Solve the Equations: 3x-y=5 and 5x+2y=12 for x and y

To solve the system of equations using the elimination method, follow these steps:

• Step 1: Write down the given equations:
  $3x - y = 5$ (Equation 1)
  $5x + 2y = 12$ (Equation 2)
• Step 2: Align coefficients for elimination. Here, we aim to eliminate $y$ by aligning coefficients of $y$ in both equations.

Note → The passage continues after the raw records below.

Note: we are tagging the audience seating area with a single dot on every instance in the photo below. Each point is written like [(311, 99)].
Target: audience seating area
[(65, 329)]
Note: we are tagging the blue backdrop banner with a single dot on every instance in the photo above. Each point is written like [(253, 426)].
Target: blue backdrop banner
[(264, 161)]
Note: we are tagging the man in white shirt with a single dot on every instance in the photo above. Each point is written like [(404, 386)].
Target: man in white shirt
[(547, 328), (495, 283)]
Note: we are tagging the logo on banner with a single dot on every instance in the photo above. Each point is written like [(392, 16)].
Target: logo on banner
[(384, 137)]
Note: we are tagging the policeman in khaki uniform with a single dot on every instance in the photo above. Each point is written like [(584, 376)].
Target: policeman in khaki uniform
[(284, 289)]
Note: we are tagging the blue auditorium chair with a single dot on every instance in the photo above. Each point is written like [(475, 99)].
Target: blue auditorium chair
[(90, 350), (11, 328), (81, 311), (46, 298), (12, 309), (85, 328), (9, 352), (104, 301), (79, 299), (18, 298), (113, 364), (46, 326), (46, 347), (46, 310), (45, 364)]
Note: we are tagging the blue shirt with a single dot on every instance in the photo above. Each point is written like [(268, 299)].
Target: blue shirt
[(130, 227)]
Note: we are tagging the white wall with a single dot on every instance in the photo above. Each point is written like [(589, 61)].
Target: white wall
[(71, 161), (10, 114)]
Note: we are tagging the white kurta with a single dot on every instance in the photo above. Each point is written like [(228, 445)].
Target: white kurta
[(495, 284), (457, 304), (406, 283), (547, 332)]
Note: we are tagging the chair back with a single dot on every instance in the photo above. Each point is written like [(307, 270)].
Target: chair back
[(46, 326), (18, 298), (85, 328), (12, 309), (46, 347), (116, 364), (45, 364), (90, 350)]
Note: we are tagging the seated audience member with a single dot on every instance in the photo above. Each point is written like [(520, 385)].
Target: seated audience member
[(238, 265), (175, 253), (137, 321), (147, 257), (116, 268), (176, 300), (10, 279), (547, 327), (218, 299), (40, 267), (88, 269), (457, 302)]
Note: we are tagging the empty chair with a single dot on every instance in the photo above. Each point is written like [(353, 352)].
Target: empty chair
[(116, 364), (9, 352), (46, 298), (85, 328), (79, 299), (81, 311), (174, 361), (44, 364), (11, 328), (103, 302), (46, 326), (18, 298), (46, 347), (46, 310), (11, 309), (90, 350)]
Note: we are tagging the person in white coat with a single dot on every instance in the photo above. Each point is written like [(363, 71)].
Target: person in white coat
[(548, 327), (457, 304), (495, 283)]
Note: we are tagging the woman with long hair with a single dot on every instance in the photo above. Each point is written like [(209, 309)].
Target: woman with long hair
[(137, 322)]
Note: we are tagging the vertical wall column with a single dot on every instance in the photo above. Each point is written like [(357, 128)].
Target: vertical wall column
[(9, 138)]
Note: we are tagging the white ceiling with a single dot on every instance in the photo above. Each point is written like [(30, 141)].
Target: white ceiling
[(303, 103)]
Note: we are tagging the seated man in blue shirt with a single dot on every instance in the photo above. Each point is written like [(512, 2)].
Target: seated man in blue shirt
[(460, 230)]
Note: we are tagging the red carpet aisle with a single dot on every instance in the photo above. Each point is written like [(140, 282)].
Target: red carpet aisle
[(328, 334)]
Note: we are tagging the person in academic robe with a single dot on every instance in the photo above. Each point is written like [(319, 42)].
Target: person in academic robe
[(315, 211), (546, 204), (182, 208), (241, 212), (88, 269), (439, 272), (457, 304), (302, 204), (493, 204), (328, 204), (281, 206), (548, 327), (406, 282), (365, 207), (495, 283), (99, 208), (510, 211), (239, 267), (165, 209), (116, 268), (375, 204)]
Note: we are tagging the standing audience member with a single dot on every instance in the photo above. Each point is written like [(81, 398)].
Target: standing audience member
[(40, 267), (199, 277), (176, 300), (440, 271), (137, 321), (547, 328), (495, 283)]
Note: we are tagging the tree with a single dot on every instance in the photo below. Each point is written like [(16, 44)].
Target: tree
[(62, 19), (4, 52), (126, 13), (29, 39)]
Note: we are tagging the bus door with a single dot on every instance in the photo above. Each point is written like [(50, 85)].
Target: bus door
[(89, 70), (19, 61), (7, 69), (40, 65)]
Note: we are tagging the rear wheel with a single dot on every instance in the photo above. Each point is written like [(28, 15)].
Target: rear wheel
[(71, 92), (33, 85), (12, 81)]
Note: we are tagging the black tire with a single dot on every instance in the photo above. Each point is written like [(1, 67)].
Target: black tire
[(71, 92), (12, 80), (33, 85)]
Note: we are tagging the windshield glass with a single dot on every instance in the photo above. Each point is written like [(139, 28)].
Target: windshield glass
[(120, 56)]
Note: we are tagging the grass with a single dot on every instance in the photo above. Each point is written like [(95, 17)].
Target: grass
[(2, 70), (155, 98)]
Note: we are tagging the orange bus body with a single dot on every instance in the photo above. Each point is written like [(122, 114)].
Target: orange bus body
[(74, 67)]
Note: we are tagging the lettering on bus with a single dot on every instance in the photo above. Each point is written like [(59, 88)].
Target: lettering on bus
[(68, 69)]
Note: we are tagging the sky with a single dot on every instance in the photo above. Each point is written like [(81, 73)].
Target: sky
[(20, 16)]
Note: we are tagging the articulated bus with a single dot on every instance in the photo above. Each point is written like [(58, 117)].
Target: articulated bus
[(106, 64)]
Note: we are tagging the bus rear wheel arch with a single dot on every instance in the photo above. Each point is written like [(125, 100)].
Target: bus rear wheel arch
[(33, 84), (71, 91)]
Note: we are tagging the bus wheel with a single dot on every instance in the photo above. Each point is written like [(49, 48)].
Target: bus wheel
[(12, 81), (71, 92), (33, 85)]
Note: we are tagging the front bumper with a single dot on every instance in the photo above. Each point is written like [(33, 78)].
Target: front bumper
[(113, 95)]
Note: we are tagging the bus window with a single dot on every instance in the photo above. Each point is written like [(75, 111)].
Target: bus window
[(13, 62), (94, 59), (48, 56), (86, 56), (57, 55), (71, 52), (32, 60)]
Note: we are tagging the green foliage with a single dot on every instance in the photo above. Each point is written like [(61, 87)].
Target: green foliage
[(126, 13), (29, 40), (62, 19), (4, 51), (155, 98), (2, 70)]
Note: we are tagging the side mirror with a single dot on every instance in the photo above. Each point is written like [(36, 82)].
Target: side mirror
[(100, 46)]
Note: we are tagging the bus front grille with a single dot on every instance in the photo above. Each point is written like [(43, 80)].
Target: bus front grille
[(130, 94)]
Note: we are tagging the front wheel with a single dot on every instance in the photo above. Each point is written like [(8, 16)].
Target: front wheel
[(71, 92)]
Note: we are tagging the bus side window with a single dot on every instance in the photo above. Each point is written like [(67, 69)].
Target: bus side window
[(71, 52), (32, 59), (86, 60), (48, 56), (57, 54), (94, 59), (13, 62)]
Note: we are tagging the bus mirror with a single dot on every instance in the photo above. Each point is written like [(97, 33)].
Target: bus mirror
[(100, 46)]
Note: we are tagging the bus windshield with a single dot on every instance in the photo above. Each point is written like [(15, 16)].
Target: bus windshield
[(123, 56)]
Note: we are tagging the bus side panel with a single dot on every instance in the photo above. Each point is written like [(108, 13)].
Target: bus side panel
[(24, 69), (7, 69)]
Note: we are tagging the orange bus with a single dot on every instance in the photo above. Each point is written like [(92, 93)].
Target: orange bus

Multiply Equation 1 by $2$:
  $2(3x - y) = 2(5)$, which simplifies to $6x - 2y = 10$.
• Step 3: Add the modified Equation 1 to Equation 2:
  $(6x - 2y) + (5x + 2y) = 10 + 12$.
  The $2y$ terms cancel out, leaving $11x = 22$.
• Step 4: Solve for $x$:
  $11x = 22$ simplifies to $x = 2$.
• Step 5: Substitute $x = 2$ back into Equation 1 to solve for $y$:
  $3(2) - y = 5$, which simplifies to $6 - y = 5$. Thus, $y = 1$.

Therefore, the solution to the system of equations is $x = 2$ and $y = 1$.

This corresponds to choice 2 in the provided answer choices.